I went through CBT and DBT first as far as therapy and I found, you know, it helped me get out of bed.
but I realized that in time that I couldn't exist in the living room.
I found it to be tethered to ideological American traits that I find to be very condescending.
I think a lot of the theories they offered for our emotional lives are incredibly condescending.
I think that in my experience psychoanalysis has offered a more complex practice, a lifelong practice, for examining things that are complicated.
I also think that it is dignifying.
I don't feel that it's perfect. I think that it has the potential to be cult-like. I think there are problematic people in the space.
But I think that I can find contemporaries that I agree with, that I can engage with and, and find community in. It feels like the kind of therapeutic space that I can continue to engage with.
It feels nice to stop seeking, in a way, and to work with what I have.

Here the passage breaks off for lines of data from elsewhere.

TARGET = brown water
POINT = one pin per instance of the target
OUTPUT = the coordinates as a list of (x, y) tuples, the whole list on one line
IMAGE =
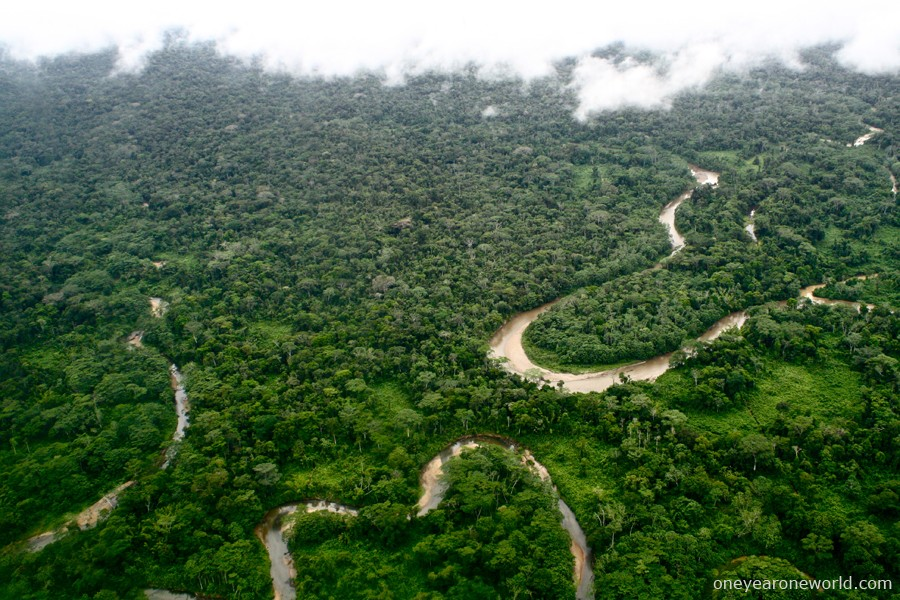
[(808, 293), (166, 595), (750, 227), (667, 216), (271, 533), (182, 409), (434, 488), (507, 344), (86, 519), (873, 131), (158, 307)]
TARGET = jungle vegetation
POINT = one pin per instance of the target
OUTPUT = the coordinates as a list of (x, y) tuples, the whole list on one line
[(336, 254)]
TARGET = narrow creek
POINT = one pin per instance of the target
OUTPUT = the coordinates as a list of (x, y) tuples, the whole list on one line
[(182, 410), (98, 511), (271, 533), (272, 528), (434, 488), (873, 131), (750, 227), (506, 343), (667, 216)]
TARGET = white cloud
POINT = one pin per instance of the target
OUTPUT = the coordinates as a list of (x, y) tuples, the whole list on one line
[(397, 37)]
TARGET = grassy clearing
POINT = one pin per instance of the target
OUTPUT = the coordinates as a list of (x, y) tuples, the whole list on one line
[(826, 388)]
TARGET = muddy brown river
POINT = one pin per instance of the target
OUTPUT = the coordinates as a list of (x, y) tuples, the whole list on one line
[(272, 528)]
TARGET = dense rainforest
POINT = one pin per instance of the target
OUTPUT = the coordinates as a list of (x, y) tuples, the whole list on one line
[(328, 258)]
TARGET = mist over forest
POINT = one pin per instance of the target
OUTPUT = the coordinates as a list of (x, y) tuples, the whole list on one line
[(302, 268)]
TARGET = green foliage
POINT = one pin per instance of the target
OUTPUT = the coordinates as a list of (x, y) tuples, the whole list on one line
[(337, 252)]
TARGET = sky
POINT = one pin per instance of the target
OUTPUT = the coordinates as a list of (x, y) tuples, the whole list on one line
[(696, 38)]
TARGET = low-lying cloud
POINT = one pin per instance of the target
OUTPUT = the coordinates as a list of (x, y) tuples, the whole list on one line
[(401, 37)]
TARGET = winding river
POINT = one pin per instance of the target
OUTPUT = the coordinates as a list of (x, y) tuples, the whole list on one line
[(506, 344), (750, 227), (271, 533), (182, 409), (272, 528), (667, 216), (434, 487), (98, 511), (865, 138)]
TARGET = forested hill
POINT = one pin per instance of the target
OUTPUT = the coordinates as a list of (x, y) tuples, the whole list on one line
[(335, 255)]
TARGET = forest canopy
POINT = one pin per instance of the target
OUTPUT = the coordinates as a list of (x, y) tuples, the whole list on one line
[(330, 259)]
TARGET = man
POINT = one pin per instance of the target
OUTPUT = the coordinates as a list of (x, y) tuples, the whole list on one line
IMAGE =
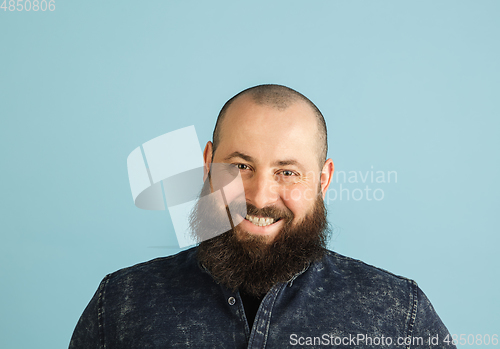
[(268, 282)]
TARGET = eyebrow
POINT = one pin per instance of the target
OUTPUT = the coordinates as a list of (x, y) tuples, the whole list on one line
[(248, 158), (238, 154)]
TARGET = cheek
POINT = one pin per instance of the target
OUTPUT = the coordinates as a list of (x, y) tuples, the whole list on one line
[(299, 199)]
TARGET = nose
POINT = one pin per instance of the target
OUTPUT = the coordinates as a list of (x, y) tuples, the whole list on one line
[(261, 190)]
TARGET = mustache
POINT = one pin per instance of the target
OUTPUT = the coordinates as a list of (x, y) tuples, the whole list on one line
[(270, 211)]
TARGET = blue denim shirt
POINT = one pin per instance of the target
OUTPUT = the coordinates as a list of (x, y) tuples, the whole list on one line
[(173, 302)]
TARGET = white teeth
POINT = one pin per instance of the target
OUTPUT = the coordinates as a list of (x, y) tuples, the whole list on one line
[(261, 222)]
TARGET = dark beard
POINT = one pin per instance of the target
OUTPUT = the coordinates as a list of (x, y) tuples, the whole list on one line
[(250, 263)]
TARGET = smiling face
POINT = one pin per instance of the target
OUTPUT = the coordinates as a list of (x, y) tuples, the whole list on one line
[(276, 151)]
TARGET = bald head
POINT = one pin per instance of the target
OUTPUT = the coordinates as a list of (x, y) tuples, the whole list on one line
[(278, 97)]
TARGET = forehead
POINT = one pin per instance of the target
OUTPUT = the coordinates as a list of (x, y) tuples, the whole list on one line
[(270, 133)]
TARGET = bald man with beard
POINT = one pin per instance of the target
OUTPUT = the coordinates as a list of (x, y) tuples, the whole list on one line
[(269, 281)]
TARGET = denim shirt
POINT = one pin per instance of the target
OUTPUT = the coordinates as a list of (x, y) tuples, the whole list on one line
[(173, 302)]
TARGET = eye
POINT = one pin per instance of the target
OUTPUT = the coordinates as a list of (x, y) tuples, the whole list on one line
[(287, 173), (242, 167)]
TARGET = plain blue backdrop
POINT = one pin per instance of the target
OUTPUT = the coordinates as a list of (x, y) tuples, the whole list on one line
[(405, 86)]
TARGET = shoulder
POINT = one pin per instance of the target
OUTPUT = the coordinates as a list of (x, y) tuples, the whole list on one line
[(358, 276), (351, 267), (171, 271)]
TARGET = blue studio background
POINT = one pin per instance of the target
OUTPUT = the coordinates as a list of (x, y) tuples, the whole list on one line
[(405, 86)]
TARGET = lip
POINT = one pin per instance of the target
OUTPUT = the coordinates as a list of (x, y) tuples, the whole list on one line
[(270, 229)]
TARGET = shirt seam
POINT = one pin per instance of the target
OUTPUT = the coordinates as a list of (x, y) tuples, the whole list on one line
[(101, 310), (412, 314)]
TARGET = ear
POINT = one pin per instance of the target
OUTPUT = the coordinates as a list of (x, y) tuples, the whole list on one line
[(326, 176), (207, 159)]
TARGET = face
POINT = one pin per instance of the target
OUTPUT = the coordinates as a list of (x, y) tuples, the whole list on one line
[(276, 152)]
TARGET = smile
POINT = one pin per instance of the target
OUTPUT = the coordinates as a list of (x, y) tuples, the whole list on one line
[(260, 221)]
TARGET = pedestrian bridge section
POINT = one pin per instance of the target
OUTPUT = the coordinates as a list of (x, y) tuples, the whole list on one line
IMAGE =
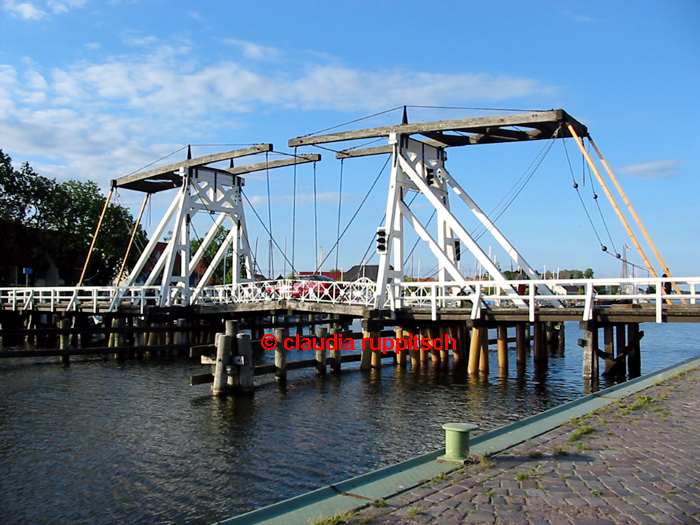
[(654, 299)]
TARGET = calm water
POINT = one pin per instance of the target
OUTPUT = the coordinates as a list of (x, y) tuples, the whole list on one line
[(105, 442)]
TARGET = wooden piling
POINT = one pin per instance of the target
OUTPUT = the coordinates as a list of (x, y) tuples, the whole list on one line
[(502, 338), (280, 355), (245, 371), (475, 350), (608, 348), (539, 343), (590, 350), (634, 358), (376, 359), (139, 338), (484, 354), (413, 352), (621, 343), (322, 334), (455, 332), (223, 354), (400, 354), (424, 354), (64, 340), (366, 360), (336, 353), (520, 346)]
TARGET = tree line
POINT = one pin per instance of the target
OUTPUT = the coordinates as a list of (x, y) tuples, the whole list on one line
[(67, 214)]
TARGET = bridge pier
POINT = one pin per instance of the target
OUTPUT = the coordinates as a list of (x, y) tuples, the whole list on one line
[(281, 355), (502, 347)]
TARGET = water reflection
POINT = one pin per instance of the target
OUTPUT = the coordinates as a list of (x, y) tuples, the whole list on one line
[(107, 442)]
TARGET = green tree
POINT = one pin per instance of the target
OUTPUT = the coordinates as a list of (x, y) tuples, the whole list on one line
[(71, 210), (210, 253), (23, 193)]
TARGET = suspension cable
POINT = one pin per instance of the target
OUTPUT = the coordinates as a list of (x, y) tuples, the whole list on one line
[(94, 237), (270, 250), (265, 228), (294, 210), (315, 218), (518, 187), (578, 193), (364, 199), (133, 236), (340, 202)]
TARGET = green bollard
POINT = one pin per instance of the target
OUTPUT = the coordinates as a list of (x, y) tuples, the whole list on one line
[(457, 441)]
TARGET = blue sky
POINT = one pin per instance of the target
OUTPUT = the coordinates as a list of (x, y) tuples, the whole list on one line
[(96, 90)]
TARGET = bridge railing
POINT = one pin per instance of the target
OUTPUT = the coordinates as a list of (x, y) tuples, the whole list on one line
[(477, 295), (86, 298), (335, 292), (586, 293)]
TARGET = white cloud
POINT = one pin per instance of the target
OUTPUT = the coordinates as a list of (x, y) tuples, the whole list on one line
[(140, 41), (63, 6), (99, 119), (24, 10), (255, 51), (30, 11), (660, 169)]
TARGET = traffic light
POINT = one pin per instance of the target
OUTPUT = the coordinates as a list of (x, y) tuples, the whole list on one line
[(381, 241)]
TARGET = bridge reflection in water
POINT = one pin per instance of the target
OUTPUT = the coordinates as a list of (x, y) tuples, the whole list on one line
[(124, 441)]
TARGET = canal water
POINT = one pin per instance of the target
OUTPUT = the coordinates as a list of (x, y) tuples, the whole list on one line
[(103, 442)]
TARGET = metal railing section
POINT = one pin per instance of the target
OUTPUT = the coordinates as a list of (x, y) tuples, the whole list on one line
[(477, 295)]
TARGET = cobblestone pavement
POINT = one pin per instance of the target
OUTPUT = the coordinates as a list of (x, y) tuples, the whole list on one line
[(636, 461)]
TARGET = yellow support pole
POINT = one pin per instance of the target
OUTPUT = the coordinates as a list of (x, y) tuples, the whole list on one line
[(634, 214), (94, 237), (133, 236), (611, 198)]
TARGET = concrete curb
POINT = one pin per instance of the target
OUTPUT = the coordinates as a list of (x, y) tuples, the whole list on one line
[(390, 481)]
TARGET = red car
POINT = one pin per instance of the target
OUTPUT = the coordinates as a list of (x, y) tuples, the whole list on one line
[(305, 287)]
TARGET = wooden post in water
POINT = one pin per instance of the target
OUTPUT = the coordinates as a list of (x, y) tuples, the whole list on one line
[(336, 353), (634, 358), (502, 338), (376, 361), (281, 355), (608, 348), (139, 322), (590, 350), (431, 332), (455, 332), (366, 361), (475, 350), (540, 345), (245, 371), (520, 345), (484, 354), (621, 342), (223, 357), (424, 354), (322, 334), (64, 340), (400, 354), (413, 352)]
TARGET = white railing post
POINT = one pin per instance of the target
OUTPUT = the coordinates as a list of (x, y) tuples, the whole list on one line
[(659, 302)]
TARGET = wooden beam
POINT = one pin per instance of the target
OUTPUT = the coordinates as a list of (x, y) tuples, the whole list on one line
[(377, 150), (157, 173), (532, 120), (260, 166)]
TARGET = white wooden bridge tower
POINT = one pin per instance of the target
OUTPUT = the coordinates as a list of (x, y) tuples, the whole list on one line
[(419, 165), (201, 188)]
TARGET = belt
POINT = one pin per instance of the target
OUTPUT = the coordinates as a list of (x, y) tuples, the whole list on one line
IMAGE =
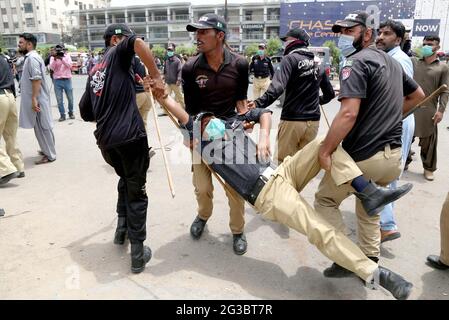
[(260, 183), (4, 91)]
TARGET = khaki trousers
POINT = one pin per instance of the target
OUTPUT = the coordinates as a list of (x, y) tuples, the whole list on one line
[(204, 192), (11, 159), (444, 230), (179, 95), (429, 151), (144, 104), (382, 168), (280, 201), (260, 86), (293, 136)]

It's also, I think a way to, a safe way to practice magic—and I really don't care to define what that means to me yet.
I think that you could also say that it is a way of practicing power, engaging with power, engaging with curiosity and intellect and soma and intimacy and the sacred space of remediation.
I think that, you know, I have a glimpse only through the analyst I'm working with.
So I don't know how much of that is dependent on the person I'm working with,
but I, I can work with it.
I think I can do what I need to do in the world, creatively and clinically, in this modality.
So, and my answer will undoubtedly change over time.
So ask again in five minutes, right?